Saturday, March 5, 2011

We've moved!


Good news – we found a clean and well maintained apartment on Monday! (pictures are of the living room and kitchen) It is on the second floor – the other apartment where the present couple live is on the 3rd floor so we will not have to hire a car to move the computer , the binders and kitchen items which belong to the church. It is tough to find help when  we don’t speak the language and the church is not established – no Elder’s Quorum or High Priest Quorum.

My little abandoned boy
Thursday afternoon we went to the closing event for a humanitarian project : the church donated respiratory machines for infants to the Children Hospital #1 in Astana. We were given a tour and shown how the equipment is being used. They invited us to see newborn, abandoned  children. There were 6 cribs, not much bigger than the 4-5 day old babies, in the room and all were occupied. We walked around and looked at each child. Each was beautiful, some were sleeping having just been fed, but one little boy caught my attention. He reminded me so much of our little Mahana almost 30 years ago. Oriental features with eyes so dark you couldn’t differentiate the iris from the pupil, and a lot of unruly black hair. I talked to him, stroked his cheeks, and held his little hands and he just stared at me until finally he let out a big yawn letting me know it was his turn to sleep. It broke our hearts to think that these babies have no loving parents or grandparents to care for them. They will go to an orphanage even though they are not really orphans. They were so sweet to be with! We asked if we could come back and volunteer to hold and feed the abandoned babies and they agreed it would be OK.

It is miserable to go outside and walk on ice especially when the wind is blowing fiercely but we have to get groceries and do the Lord’s work. We are now wearing some yaktrack  device attached to the bottom of our shoes to avoid falling on the ice.
Viviane walking to the 'mall' where we had lunch and did grocery shopping - about 1.5 miles each way.

Viviane in front of an ice sculpture we found on the way to the mall.

We hope the missionaries will be able to come to this city next week to start teaching the gospel and building a branch – right now it is twig – and for us to finally wear our official name badge – once we get the religious accreditation for Astana. Missionaries are already allowed to preach the gospel in Almaty.

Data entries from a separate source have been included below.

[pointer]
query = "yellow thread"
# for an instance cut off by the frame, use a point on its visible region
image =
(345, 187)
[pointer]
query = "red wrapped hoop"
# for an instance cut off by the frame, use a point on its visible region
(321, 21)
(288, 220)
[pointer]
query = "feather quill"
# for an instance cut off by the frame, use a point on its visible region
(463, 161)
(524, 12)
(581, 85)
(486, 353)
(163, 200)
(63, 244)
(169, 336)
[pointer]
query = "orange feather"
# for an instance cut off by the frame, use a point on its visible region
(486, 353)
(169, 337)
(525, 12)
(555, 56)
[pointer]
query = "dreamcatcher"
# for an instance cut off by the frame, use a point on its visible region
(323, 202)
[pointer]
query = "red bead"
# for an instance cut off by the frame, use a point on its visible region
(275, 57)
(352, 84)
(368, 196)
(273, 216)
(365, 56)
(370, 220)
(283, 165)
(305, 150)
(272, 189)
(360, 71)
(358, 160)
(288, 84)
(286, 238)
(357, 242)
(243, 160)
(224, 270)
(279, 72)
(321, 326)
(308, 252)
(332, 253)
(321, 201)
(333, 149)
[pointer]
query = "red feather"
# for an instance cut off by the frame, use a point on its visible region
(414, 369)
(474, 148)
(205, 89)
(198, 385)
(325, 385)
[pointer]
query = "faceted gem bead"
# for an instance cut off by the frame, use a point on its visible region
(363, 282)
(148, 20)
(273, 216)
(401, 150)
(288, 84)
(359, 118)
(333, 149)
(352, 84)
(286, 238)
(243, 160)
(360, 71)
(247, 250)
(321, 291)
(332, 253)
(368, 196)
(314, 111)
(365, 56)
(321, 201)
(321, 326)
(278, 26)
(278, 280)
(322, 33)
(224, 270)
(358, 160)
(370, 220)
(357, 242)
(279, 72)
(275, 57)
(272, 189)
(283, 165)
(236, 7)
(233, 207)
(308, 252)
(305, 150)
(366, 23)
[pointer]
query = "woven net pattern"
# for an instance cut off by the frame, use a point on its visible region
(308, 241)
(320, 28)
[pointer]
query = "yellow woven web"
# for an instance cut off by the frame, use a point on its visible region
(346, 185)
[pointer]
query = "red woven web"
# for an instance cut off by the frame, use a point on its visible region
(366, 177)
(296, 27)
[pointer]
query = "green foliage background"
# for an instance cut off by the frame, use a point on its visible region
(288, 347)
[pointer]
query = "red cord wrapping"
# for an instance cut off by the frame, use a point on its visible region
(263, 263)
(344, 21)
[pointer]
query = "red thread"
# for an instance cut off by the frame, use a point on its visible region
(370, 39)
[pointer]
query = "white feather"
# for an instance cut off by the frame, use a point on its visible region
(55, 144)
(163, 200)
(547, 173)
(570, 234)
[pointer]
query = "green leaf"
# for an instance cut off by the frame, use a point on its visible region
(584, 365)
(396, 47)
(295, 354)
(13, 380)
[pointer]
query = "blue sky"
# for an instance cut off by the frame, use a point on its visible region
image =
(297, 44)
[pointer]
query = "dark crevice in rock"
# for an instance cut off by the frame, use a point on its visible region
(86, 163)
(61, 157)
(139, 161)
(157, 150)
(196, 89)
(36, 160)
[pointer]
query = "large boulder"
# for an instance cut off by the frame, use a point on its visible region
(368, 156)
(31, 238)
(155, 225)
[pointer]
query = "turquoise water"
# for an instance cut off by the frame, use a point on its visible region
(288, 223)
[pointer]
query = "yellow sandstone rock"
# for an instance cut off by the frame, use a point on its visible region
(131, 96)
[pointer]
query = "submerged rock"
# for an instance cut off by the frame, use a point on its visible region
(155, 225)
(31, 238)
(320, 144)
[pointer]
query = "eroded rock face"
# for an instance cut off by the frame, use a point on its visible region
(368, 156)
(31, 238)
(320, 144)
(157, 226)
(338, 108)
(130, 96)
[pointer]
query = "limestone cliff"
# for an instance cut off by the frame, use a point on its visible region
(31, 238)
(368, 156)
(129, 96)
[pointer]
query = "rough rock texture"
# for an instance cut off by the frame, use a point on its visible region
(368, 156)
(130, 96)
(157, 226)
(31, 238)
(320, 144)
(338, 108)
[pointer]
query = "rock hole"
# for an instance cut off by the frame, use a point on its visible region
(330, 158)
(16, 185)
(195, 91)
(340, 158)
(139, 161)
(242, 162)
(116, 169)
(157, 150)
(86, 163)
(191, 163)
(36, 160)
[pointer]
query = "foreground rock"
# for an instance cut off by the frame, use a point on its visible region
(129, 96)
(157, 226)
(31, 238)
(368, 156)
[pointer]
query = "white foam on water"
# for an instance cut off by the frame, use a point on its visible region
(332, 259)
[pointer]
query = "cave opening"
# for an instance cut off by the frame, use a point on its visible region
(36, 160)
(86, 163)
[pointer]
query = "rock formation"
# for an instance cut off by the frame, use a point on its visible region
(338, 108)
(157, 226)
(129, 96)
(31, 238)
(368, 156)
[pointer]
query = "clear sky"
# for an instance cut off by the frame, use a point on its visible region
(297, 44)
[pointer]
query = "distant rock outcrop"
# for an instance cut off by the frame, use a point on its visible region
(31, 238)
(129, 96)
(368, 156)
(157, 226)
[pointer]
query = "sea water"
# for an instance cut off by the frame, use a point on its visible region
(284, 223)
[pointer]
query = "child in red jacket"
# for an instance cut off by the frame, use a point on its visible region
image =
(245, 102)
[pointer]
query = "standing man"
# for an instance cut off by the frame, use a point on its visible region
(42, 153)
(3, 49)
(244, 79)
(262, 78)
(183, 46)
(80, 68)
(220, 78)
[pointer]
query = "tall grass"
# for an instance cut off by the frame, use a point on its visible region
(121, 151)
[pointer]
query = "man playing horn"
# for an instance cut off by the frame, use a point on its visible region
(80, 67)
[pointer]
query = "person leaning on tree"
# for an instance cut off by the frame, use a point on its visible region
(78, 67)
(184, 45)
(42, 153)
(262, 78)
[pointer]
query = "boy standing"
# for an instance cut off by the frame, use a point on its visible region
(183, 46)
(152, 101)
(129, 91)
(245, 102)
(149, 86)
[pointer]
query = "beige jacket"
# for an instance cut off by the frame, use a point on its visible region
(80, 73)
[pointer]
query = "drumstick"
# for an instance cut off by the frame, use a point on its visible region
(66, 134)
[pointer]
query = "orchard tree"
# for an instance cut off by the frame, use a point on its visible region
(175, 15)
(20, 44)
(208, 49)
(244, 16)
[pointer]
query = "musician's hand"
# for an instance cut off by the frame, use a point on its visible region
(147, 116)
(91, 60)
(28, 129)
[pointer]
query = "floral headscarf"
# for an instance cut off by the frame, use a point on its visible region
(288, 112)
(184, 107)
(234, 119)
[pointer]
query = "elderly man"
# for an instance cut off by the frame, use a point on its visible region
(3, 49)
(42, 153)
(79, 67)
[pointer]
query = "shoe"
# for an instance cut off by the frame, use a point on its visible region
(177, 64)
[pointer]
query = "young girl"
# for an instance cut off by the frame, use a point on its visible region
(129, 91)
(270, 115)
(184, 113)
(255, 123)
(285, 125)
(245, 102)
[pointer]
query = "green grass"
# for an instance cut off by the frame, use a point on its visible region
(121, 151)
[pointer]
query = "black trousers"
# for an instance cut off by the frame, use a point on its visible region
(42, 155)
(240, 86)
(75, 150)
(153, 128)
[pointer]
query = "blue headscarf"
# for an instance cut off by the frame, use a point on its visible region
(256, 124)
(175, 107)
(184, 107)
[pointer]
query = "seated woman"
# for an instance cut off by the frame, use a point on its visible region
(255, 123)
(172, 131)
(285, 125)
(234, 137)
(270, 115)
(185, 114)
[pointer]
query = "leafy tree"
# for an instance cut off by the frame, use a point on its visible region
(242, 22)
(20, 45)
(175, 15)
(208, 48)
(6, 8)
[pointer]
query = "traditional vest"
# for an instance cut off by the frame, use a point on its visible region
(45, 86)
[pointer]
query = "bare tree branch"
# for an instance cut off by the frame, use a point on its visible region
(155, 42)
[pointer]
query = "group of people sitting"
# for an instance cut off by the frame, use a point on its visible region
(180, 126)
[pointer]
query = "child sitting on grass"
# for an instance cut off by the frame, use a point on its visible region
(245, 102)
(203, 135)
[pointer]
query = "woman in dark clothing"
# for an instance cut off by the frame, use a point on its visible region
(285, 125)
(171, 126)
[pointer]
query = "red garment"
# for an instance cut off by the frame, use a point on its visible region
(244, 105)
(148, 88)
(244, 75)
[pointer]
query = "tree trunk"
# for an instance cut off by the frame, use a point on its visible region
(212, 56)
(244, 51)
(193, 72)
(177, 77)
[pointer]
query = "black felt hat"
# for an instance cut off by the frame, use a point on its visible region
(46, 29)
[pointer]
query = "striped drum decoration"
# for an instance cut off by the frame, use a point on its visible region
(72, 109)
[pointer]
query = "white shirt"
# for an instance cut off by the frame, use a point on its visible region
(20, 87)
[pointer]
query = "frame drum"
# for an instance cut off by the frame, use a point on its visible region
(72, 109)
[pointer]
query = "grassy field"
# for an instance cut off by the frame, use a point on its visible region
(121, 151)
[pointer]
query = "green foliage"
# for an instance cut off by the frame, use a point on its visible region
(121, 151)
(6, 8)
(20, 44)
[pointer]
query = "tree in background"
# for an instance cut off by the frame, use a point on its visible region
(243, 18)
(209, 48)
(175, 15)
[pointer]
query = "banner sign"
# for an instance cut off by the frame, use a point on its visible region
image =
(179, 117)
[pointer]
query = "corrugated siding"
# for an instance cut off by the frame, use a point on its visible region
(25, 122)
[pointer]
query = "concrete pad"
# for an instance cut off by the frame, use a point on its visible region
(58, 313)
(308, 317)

We are getting better – slowly – Our supply of antibiotics for bronchitis is almost gone. My hip is still bothering me from the fall – but the computer screen is bugging more!

Our meals consists of ramen soup, tomatoes with cucumber for salads, oranges, apples, yogurt, cheese, eggs, hamburger meat, pasta, black beans and fruit juices. We have been going to lunch  a couple of times a week. We have had Kazakh pizza – if you order sausage you get shredded bologna, a couple of local chicken dishes, and cole slaw form KFC (lol). Food is expensive! A whole rotisserie chicken – almost like Costco – is $18. We have to buy bottle water or boil water. I fixed rice and pasta in tap water – it stunk !!!

We know the gospel will brighten the life of every Kazakh who will listen to the message of the restoration. We are so thankful to be involved in this work.

PS - I can't seem to get pictures to load to the blog. In fact I can't get to my own blog site to see how it looks. The web page always gets a 'time out'. This happens to many of the web sites I try to visit. Maybe I'll start putting pictures in a Picasa web album and just add the URL. 
PPS - I figured it out by changing the ISP DNS to OpenDNS. I hope it stays fixed!!!